If you work in computer security, as I have, then you're already aware of Heartbleed. In brief, it is a buffer overrun attack in OpenSSL code that allows any attacker to easily read up 64K of memory from affected devices with a simple SSL ping. It would be very hard to overstate the severity of this bug, and one of the hardest hit companies appears to be Cisco Systems (NASDAQ:CSCO). As many as 81 of Cisco's switches, routers and firewalls may be affected and the vulnerability has already been confirmed in 16 of them.
While some commentators have argued that the vulnerability is less important for devices such as switches and routers than it is for full-on servers, the opposite is actually true for two reasons. First, these devices typically have less memory, and more predictable configurations, so it becomes relatively easier to use the vulnerability get the memory dumps a hacker is looking for (typically SSL keys). Secondly, pretty much all of these devices can be remotely managed, and many are typically the first line of defense against hackers; to have them under unfriendly control is simply not an option.
Furthermore, initial reports appear to indicate that the affected code is NOT in firmware that can simply be updated. Therefore, the devices will probably need to be decommissioned entirely, whereas servers can simply update their code base and regenerate their keys. A representative from Juniper Networks (NYSE:JNPR), another vendor which has only one affected device, said, "It doesn't sound like a flip the switch sort of thing, I don't know how quickly they can be resolved." Bruce Schneier, probably the most well-known security expert out there, is quoted by the Wall Street Journal as saying, "The upgrade path is going to involve a trash can, a credit card, and a trip to Best Buy."
The problem with even that theory is that many of the devices currently on store shelves are probably also affected by the bug and would need to be recalled. Given that the underlying OpenSSL bug was introduced about 2 years ago, many of the affected devices may still be under warranty. Furthermore, many of the devices are the sorts only used by telecommunications firms and hosting companies and other businesses, which adds even greater liability. George Kurtz, chief executive of CrowdStrike, says "It's one thing to get all of these servers at Yahoo (NASDAQ:YHOO), Google (NASDAQ:GOOG) and everyone else fixed, but it's a whole other thing to get these embedded devices fixed up. I don't see them getting updated any time soon."

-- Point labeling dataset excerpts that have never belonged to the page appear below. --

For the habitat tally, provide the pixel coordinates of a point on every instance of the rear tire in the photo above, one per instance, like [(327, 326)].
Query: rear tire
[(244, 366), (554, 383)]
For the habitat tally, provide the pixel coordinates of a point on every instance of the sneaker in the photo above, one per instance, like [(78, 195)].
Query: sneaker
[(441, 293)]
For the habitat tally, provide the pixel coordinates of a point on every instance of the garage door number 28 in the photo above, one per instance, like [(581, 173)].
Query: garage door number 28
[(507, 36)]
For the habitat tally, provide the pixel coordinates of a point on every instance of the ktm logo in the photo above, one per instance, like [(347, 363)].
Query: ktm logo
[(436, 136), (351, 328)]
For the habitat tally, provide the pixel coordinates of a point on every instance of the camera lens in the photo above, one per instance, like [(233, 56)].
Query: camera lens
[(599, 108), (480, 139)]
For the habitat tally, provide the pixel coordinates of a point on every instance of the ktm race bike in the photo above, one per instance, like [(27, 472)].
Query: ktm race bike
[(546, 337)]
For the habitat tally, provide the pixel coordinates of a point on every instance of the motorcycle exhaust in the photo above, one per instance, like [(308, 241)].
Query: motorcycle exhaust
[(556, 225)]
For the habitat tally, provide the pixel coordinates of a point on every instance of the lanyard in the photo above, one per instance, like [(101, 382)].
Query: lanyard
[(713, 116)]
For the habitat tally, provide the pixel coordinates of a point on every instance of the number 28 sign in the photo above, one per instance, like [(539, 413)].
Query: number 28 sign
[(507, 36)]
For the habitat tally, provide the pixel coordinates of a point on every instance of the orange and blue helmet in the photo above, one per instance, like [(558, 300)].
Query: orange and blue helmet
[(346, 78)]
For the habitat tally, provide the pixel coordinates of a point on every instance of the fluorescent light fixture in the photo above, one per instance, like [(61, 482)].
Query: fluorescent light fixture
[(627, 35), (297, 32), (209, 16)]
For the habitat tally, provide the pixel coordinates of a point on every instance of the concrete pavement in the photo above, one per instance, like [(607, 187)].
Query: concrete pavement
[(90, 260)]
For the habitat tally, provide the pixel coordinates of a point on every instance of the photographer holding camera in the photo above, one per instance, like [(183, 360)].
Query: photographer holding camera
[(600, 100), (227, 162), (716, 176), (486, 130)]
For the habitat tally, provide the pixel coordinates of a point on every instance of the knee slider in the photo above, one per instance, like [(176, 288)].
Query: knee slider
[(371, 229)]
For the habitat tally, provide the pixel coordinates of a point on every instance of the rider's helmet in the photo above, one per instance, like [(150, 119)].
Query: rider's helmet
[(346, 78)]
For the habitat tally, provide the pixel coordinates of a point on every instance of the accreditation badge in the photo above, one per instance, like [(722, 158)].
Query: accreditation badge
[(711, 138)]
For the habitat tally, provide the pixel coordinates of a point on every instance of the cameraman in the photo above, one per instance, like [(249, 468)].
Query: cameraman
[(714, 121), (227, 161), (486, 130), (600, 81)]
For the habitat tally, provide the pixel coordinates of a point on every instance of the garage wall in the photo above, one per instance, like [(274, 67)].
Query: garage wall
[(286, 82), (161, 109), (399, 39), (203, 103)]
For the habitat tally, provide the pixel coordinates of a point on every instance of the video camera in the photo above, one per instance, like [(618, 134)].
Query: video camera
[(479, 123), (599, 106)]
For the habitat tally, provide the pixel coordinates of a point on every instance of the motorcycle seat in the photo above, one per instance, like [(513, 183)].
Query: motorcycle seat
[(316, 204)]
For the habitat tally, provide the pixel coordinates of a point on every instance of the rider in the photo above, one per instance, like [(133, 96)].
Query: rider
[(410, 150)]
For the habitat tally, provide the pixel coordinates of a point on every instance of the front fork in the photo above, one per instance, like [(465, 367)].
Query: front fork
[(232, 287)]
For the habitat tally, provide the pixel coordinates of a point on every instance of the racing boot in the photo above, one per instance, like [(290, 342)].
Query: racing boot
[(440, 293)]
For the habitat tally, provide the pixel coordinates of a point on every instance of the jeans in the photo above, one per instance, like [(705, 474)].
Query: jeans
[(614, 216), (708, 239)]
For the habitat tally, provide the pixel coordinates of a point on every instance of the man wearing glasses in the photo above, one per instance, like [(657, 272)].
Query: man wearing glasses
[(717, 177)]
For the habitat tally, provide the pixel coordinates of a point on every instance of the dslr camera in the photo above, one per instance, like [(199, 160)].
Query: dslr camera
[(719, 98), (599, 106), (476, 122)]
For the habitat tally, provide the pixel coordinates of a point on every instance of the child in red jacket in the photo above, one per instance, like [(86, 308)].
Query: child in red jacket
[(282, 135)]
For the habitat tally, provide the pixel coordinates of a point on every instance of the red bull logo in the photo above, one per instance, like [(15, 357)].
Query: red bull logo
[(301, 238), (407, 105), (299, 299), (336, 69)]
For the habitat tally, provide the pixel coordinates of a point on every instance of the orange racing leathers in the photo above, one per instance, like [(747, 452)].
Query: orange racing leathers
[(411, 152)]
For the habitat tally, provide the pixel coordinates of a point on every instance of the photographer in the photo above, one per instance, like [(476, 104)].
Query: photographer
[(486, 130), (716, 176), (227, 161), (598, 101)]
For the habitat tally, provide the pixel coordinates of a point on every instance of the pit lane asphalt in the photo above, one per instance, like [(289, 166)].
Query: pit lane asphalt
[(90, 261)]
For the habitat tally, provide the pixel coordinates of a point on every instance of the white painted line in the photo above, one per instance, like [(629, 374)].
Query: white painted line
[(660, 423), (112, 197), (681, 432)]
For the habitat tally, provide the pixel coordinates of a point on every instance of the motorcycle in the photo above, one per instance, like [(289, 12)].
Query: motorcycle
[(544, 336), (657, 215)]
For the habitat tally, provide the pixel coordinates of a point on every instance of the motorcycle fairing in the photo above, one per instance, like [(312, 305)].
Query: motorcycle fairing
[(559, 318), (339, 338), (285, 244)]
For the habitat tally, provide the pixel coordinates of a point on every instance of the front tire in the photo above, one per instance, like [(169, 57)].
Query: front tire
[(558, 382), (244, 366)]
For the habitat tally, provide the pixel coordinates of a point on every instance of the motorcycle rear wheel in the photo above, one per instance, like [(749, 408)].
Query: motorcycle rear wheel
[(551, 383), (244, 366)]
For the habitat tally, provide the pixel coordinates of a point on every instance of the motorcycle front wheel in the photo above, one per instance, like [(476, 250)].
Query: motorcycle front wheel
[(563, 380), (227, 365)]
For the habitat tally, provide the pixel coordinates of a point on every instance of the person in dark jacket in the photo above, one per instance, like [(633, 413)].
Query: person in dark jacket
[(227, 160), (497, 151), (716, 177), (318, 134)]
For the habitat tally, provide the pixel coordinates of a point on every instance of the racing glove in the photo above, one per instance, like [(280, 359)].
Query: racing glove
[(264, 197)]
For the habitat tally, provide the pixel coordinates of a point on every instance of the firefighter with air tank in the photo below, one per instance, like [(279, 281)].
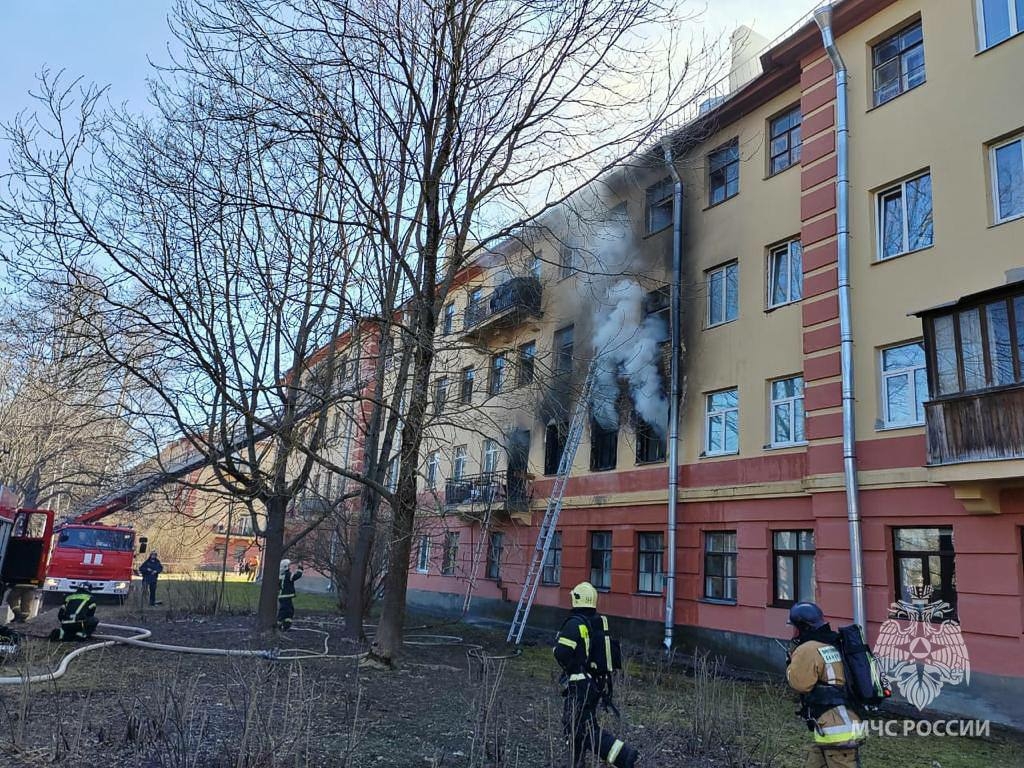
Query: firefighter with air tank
[(815, 670), (588, 655)]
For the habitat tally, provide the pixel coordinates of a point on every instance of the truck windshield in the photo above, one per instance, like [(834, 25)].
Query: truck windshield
[(122, 541)]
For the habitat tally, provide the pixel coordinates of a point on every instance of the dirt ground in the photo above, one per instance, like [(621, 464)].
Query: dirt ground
[(454, 701)]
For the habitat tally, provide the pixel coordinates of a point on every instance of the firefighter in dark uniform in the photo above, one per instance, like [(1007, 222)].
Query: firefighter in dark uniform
[(815, 671), (584, 651), (285, 607), (77, 615)]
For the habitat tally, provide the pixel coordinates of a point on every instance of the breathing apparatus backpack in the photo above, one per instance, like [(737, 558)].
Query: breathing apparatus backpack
[(866, 686)]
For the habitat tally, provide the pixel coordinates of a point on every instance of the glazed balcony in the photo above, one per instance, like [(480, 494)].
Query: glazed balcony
[(507, 305), (506, 493)]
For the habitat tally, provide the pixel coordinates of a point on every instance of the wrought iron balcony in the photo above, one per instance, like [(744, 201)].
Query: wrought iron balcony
[(508, 304), (976, 426), (502, 492)]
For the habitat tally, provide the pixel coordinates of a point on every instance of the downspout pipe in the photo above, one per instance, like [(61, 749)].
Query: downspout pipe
[(675, 393), (822, 16)]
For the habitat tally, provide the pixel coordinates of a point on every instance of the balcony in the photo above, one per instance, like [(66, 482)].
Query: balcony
[(505, 493), (507, 305)]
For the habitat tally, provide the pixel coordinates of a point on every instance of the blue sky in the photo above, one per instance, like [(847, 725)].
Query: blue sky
[(109, 41)]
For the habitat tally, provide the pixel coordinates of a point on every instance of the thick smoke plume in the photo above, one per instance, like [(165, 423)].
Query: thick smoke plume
[(626, 344)]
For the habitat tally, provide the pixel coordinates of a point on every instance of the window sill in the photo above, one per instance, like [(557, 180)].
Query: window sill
[(872, 108), (1017, 34), (709, 327), (1007, 220), (897, 427), (721, 202), (897, 256)]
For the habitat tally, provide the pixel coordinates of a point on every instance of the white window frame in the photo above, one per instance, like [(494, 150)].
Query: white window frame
[(773, 402), (459, 462), (724, 268), (880, 218), (1019, 138), (723, 414), (423, 555), (785, 250), (1016, 24), (433, 469), (884, 377)]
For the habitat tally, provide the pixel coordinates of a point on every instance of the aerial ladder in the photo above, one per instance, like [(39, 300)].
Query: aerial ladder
[(550, 521)]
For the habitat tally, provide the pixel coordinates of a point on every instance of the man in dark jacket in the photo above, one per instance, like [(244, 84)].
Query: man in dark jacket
[(285, 607), (584, 650), (150, 570), (77, 615)]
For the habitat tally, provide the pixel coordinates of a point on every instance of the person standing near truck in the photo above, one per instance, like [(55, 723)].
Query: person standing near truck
[(150, 570)]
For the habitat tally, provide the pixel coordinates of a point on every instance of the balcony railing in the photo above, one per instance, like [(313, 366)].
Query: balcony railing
[(508, 489), (510, 301), (979, 426)]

What Cisco's material response to this issue will be remains to be seen, but investors can be sure of two things: the liability is VERY substantial and the Cisco will be living this down, both financially and in terms of reputation, for years to come. If Cisco wants to preserve any goodwill with customers, it should offer an upgrade path for all affected devices at its own cost, but doubtless that will depend on an internal cost analysis. If management choose to do so only on a limited basis, expect others to contest that decision. Cisco is no stranger to security vulnerabilities; at the end of last year it was revealed that many of their devices have back doors which can be exploited by the NSA, and therefore others. If investors and customers realize the true magnitude of the problem, it could easily be enough to derail the company's comeback and send CSCO stock back into the teens.